Wednesday, March 14, 2012

Why we should pay more tax

In the early 1980s, not long after I got into the economic commentary business, Maggie Thatcher and Ronald Reagan were riding high and the great enthusiasm of the moment was the need for Smaller Government.

Thirty years later, government is no smaller but the attraction of the idea is undiminished.

Its latest champion is Tony Abbott, who promises to eliminate government waste and cut taxes - and return the budget to surplus. Julia Gillard isn't far behind. She'd never admit to being against smaller government, and is insistent on getting the budget back to surplus next financial year and not a day later.

Smaller government is an idea that appeals at every level. It's attractive to libertarians, economists and business people, who remain suspicious of government. And it appeals to every voter who doesn't like paying more tax.

But Ian McAuley, a lecturer in public finance at the University of Canberra, questions our uncritical support for the smaller government ideal in an extended essay published today by the Australian Collaboration, The Australian Economy: Will our prosperity be short-lived?

Contrary to some perceptions, he writes, Australia already has a small public sector and a low level of public debt. "Successive governments have kept taxes and deficits down by keeping expenditures down. As a result Australia has one of the smallest public sectors of all developed countries."

Over the seven years to 2008, taxes paid in Australia to all levels of government averaged 29 per cent of gross domestic product, compared with a developed-country average of 35 per cent. Only Japan and the United States pay less than us - 27 per cent - and that's because they run perpetual budget deficits.

If you judge it by total government spending, rather than total taxation, our spending averages 34 per cent of GDP, compared with the developed-country average of 40 per cent. (In our case, the gap between taxation and spending is covered by non-tax revenue.)

Our aversion to supposed big government includes an obsession with government debt even though, with government net debt no higher than 13 per cent of GDP, Australia's public debt is "way below the level of almost every other developed country".

Economists' and business people's support for smaller government stems from their entrenched belief that big government causes economies to malfunction. One small problem: after decades of searching they can't find evidence to support such a link.

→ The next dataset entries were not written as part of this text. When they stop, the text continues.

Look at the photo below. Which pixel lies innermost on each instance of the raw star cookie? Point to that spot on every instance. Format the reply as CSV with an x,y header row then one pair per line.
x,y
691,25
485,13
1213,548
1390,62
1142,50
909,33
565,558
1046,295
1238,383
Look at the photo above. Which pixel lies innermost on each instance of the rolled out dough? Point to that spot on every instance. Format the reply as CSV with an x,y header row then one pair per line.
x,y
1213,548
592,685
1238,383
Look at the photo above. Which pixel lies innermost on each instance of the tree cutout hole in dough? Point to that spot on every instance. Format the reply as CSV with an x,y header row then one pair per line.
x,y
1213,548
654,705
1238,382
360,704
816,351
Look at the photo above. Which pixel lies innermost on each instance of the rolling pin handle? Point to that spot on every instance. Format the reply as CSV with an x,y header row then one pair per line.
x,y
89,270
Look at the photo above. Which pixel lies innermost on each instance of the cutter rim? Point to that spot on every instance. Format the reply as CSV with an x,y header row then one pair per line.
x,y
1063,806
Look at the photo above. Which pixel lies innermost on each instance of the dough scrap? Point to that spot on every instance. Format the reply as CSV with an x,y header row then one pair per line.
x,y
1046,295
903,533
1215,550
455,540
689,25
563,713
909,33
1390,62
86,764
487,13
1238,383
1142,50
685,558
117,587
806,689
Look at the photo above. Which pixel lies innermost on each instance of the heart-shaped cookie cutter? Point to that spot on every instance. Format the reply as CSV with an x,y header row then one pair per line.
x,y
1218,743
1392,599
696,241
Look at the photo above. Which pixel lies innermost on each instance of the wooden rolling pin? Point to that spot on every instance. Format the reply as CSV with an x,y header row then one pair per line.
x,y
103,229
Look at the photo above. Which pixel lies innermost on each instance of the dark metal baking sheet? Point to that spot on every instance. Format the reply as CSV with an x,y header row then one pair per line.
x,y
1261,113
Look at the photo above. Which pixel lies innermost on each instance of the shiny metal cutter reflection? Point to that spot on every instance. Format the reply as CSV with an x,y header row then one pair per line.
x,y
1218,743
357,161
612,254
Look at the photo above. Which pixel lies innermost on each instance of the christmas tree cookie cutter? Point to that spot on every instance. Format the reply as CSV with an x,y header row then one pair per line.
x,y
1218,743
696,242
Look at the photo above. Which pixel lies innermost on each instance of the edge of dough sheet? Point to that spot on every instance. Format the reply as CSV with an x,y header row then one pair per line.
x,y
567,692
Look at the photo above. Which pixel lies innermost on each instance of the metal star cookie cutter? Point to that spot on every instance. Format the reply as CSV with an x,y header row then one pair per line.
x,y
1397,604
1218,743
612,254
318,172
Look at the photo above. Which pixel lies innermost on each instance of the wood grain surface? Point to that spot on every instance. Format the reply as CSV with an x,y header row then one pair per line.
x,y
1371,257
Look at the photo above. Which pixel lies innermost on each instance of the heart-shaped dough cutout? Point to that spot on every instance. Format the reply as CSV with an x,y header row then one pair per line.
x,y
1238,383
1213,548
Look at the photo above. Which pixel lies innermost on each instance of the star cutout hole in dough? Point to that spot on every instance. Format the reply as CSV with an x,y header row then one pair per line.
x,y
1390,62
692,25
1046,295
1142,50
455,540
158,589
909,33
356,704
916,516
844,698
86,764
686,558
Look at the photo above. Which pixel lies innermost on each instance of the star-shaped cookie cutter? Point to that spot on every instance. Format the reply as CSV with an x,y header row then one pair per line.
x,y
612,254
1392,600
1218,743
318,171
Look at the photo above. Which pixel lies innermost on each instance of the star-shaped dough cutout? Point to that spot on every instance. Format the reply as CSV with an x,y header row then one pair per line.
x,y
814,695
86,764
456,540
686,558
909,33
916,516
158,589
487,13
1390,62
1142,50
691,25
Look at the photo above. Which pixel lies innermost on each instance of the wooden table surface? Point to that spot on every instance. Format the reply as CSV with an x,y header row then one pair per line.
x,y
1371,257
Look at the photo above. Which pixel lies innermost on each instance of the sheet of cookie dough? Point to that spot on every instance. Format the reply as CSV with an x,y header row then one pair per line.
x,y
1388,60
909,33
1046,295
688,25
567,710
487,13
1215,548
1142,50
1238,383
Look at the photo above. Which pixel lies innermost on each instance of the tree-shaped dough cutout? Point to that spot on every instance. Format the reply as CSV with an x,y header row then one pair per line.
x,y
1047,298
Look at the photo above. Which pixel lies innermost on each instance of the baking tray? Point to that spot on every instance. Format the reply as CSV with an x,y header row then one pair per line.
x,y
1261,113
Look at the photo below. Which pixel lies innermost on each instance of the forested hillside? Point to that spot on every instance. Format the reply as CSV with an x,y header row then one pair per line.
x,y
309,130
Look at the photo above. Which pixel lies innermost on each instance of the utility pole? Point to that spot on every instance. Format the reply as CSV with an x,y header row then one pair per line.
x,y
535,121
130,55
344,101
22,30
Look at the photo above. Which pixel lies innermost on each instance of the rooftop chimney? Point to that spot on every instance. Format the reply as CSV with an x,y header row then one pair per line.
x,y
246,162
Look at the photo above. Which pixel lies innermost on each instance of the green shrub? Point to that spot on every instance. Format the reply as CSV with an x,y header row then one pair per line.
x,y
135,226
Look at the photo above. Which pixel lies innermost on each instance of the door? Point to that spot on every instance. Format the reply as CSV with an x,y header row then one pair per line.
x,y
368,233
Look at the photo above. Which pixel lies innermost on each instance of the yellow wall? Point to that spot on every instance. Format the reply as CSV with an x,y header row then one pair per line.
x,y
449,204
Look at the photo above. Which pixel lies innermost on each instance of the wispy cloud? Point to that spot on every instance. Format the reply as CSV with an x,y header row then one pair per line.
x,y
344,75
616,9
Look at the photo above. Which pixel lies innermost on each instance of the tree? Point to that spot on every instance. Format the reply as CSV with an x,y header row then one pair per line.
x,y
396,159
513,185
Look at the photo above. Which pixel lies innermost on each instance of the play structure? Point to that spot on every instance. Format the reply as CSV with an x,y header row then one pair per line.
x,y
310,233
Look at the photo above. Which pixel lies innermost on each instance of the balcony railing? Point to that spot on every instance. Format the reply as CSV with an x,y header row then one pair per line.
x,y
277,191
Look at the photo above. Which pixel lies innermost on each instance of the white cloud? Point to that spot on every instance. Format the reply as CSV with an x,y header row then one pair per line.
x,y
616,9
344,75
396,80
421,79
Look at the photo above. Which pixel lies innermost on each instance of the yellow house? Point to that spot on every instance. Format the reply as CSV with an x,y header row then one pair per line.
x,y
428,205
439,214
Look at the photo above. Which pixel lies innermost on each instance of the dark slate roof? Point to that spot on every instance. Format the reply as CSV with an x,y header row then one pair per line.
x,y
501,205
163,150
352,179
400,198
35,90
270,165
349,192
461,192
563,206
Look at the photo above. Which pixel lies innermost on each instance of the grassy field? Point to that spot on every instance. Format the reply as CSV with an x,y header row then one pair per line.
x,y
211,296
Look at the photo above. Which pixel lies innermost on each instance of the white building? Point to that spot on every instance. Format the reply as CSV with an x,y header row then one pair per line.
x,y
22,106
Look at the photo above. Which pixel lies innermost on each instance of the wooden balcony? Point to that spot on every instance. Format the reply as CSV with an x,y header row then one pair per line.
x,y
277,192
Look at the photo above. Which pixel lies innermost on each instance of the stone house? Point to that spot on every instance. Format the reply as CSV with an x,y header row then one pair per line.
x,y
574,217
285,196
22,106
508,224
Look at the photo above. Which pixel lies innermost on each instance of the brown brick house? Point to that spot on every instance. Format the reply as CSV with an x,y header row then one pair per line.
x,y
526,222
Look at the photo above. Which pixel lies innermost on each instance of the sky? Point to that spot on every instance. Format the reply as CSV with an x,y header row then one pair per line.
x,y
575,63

There's no correlation between size of government and rate of economic growth. Some countries with big public sectors do well; some countries with small public sectors do badly.

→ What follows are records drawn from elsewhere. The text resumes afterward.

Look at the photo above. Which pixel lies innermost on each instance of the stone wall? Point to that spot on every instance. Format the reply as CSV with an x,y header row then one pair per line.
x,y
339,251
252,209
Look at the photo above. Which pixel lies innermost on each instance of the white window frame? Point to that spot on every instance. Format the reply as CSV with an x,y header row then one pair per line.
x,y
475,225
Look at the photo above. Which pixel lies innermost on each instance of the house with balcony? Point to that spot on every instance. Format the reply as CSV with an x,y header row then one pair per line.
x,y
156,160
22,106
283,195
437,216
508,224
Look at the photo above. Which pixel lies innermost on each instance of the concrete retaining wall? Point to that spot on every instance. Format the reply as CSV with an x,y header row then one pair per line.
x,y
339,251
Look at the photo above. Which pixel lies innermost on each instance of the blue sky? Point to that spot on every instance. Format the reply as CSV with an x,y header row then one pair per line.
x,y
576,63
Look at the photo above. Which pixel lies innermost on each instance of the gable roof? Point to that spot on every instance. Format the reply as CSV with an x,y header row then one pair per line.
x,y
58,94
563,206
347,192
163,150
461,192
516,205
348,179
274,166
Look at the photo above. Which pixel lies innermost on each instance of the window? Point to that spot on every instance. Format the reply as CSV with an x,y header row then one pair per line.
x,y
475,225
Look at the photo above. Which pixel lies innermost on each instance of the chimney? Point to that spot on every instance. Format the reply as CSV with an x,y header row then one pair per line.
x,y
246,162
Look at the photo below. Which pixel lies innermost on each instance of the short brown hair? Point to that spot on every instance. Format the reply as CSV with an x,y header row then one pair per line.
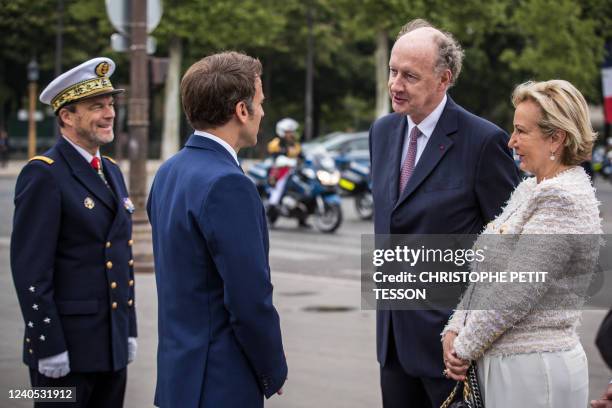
x,y
211,88
563,108
450,53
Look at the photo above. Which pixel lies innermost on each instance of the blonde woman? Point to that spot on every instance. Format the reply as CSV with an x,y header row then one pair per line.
x,y
528,356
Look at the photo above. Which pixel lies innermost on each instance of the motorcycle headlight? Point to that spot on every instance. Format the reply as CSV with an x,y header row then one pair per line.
x,y
309,173
328,178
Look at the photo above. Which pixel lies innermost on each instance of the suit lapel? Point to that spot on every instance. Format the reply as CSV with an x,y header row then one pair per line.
x,y
396,143
438,145
87,176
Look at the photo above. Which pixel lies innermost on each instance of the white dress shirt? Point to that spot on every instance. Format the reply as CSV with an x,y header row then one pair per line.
x,y
426,127
220,141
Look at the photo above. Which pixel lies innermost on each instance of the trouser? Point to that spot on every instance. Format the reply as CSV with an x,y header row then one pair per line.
x,y
93,390
402,390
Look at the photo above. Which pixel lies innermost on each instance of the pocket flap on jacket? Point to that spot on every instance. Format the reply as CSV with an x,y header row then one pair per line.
x,y
76,307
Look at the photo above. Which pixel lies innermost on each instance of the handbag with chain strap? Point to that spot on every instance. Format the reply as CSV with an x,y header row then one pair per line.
x,y
471,392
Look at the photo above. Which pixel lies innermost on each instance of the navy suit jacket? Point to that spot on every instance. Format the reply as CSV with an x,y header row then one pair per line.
x,y
461,181
71,258
219,333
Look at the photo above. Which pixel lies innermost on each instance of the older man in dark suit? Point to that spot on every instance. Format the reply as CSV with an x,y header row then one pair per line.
x,y
71,248
436,169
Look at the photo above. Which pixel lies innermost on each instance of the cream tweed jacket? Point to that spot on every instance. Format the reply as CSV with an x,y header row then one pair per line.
x,y
565,204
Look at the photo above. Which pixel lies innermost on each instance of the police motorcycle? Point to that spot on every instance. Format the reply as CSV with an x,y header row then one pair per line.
x,y
355,181
310,190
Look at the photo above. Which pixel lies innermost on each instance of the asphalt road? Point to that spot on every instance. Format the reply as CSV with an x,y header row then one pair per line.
x,y
329,340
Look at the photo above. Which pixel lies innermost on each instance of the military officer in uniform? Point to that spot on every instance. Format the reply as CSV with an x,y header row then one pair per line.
x,y
71,248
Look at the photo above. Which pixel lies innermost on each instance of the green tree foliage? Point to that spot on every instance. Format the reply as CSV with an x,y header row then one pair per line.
x,y
506,42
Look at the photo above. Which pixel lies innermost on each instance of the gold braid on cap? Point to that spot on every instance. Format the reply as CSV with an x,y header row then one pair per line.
x,y
81,90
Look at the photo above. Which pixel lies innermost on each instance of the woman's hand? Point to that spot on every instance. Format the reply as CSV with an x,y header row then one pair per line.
x,y
456,368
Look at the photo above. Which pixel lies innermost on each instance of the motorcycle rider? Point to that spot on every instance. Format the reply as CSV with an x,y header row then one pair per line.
x,y
284,145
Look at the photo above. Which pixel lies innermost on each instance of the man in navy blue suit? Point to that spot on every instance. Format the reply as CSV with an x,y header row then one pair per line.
x,y
219,333
71,248
436,169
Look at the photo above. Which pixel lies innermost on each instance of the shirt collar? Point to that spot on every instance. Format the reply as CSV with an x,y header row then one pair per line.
x,y
220,141
86,155
428,124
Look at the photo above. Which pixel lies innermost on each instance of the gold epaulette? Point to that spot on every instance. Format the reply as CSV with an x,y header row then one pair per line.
x,y
42,158
110,159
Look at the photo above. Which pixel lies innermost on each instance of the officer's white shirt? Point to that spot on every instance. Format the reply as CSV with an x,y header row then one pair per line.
x,y
86,155
220,141
426,127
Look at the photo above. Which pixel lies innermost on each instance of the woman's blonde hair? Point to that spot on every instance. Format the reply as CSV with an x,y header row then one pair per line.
x,y
563,108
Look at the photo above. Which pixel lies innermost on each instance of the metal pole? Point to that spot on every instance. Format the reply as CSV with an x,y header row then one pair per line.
x,y
308,122
32,121
138,119
59,47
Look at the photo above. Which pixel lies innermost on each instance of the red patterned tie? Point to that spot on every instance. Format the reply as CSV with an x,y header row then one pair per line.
x,y
408,166
97,166
95,163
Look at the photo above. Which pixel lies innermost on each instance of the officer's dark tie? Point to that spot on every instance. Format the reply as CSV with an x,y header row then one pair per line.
x,y
97,166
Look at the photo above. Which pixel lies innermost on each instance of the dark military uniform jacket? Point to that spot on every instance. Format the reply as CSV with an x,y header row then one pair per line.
x,y
71,258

Many business people - who wrongly imagine countries compete the same way firms do - worry a great deal about their country's "competitiveness". So let's examine the (highly subjective and ever-changing) World Economic Forum's global competitiveness index.

Top of the ranking in 2011 is Switzerland, with the same rate of tax to GDP as us, 29 per cent. We come 20th. The United States, with a tax rate of 27 per cent, comes fifth. But it's pipped by Finland, on fourth, with a tax rate of 44 per cent and Sweden, on third, with a rate of 48 per cent.

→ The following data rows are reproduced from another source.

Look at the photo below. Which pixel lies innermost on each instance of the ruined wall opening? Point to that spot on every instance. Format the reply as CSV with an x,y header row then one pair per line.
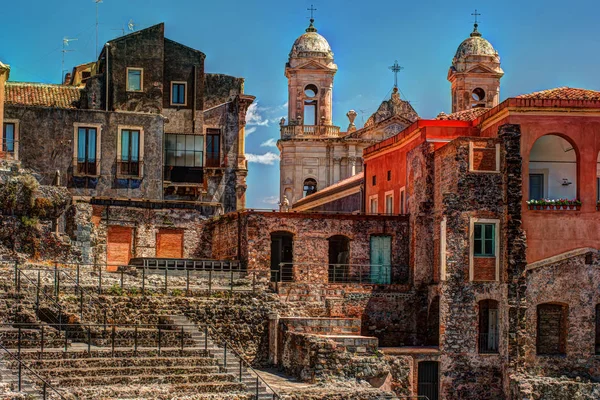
x,y
553,169
282,256
433,323
488,326
339,258
551,329
597,341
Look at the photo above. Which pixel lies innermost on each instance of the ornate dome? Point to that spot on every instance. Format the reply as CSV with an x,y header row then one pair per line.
x,y
311,44
474,46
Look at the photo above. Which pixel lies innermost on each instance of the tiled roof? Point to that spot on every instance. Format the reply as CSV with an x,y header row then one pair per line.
x,y
465,115
42,95
562,93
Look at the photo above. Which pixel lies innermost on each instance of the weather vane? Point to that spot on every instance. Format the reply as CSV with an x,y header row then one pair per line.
x,y
395,69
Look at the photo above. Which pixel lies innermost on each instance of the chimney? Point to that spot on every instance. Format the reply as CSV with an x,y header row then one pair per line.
x,y
4,72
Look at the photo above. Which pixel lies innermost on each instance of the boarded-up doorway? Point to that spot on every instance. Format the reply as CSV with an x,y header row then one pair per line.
x,y
169,243
118,249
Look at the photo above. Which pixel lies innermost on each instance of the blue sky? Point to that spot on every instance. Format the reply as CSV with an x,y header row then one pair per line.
x,y
542,44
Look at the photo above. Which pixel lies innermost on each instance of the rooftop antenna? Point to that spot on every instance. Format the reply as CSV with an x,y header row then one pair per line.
x,y
395,69
63,51
97,2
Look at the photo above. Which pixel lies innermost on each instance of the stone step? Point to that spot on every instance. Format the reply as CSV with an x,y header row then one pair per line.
x,y
141,379
138,362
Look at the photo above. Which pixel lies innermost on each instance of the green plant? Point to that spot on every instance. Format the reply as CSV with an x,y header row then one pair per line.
x,y
115,290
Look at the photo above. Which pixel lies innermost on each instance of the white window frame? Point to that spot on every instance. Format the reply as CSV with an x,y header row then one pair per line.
x,y
141,79
443,224
472,223
388,194
374,197
98,128
133,128
184,104
17,132
402,200
496,171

Denmark, the country with the highest tax rate - 49 per cent - comes eighth. Germany, with a tax rate of 36 per cent, comes sixth, while the Netherlands, with a tax rate of 38 per cent, comes seventh.

As McAuley concludes, what counts rather than size of government are the uses to which public revenues are put and whether government services are provided efficiently.

Nor is there any necessary connection between the size of a country's government and its discipline in keeping the two sides of its budget within cooee of each other and thus limiting budget deficits and avoiding excessive government debt.

When we observe the bother the Americans and various European countries have got themselves into after decades of deficits, we see the upside of our debt-and-deficit phobia.

But, as McAuley reminds us, that phobia has a downside. What is important economically, he says, is not so much the level of debt as the use to which that debt is put. If governments borrow to fund present consumption, that's unsustainable over any extended period.

"There is no reason, however, to avoid using debt to finance productive infrastructure. Well-chosen infrastructure can provide good returns," he says.

You can divide public spending into spending on public goods (including physical assets such as roads, as well as services such as health care) and "transfer payments" (such as pensions, family allowances and industry subsidies).

McAuley argues we've yielded to pressure for ever-increasing spending on transfer payments, with the share of total federal spending on social security rising from 21 per cent in 1972 to 33 per cent today. This doesn't count the ever-growing amount of revenue forgone in the form of tax concessions for superannuation, private health insurance, capital gains and much else. Many of these benefits go to people who are reasonably well-off.

Combine this with our pre-occupation with limiting overall government spending and taxation and you find we've been crowding out spending on public services. We've gone for years squeezing our spending on education - particularly tertiary education - which is really an investment in the human capital of our future workforce.

We've also neglected investment in physical infrastructure and environmental protection. But these are important investments if we're to have a prosperous economy in a world where success rests on wise use of human and natural resources.

Bottom line: the only path that's both politically feasible and economically responsible - one that sustains transfer payments while spending more on needed public services - is for us to pay higher taxes.